Ghana

Contact:

Dr. Simon Mariwah

Department of Geography and Regional Planning

University of Cape Coast,

Cape Coast, Ghana


Project Area:

Water and Sanitation (WASH)

RAWDP to promote sanitation in Jamestown beach
RAWDP is meeting with a group of NGOs in Accra to run a sanitation campaign on Jamestown beach.  Once  one of Accra's most famous beaches, Jamestown beach is today an arena for open defecation.  It is not uncommon, now, to  spot  residents dropping their pants, squatting and freeing their bowels. Ocean waves wash away their waste.  Walking down the beach, one has to carefully pick one's steps to avoid stepping in faeces. With no toilet facilities, people turn to bushes, drains, fields and even outlawed pan latrines to defecate.  The pan latrine is a portable toilet made up of a bucket  fitted with a wooden frame or seat with a hole in the middle.  When the bucket is full, users pay somebody to dump it in a waste centre.
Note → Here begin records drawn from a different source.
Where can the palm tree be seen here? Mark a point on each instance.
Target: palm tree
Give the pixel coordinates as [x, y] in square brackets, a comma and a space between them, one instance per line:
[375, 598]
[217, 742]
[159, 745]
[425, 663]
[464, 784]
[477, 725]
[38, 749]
Eventually the waste is pumped out to the sea.  Ghana's Supreme Court banned the use of these latrines in July 2008, saying they violated people's dignity, and ordered city authorities to arrest and prosecute users.  The court also ordered the government to build public toilets across the capital and to subsidise the construction of toilets in private homes, measures that have yet to be implemented.  With four million people without access to  toilets and 4.5 million with no sewage facilities, the World Health Organization (WHO) and UN children's fund (UNICEF) recently ranked Ghana the fourth most unsanitary country in Africa from a total of 52 judged, and the second dirtiest of 15 West African countries. Every year, the health ministry reports more than 400,000 out-patient cases of sanitation-related diseases, including diarrhoea, typhoid, cholera and hepatitis, all leading to about 65,000 deaths. RAWDP intends to mount sanitation billboards, print relevant leaflets and organise workshops around the beach.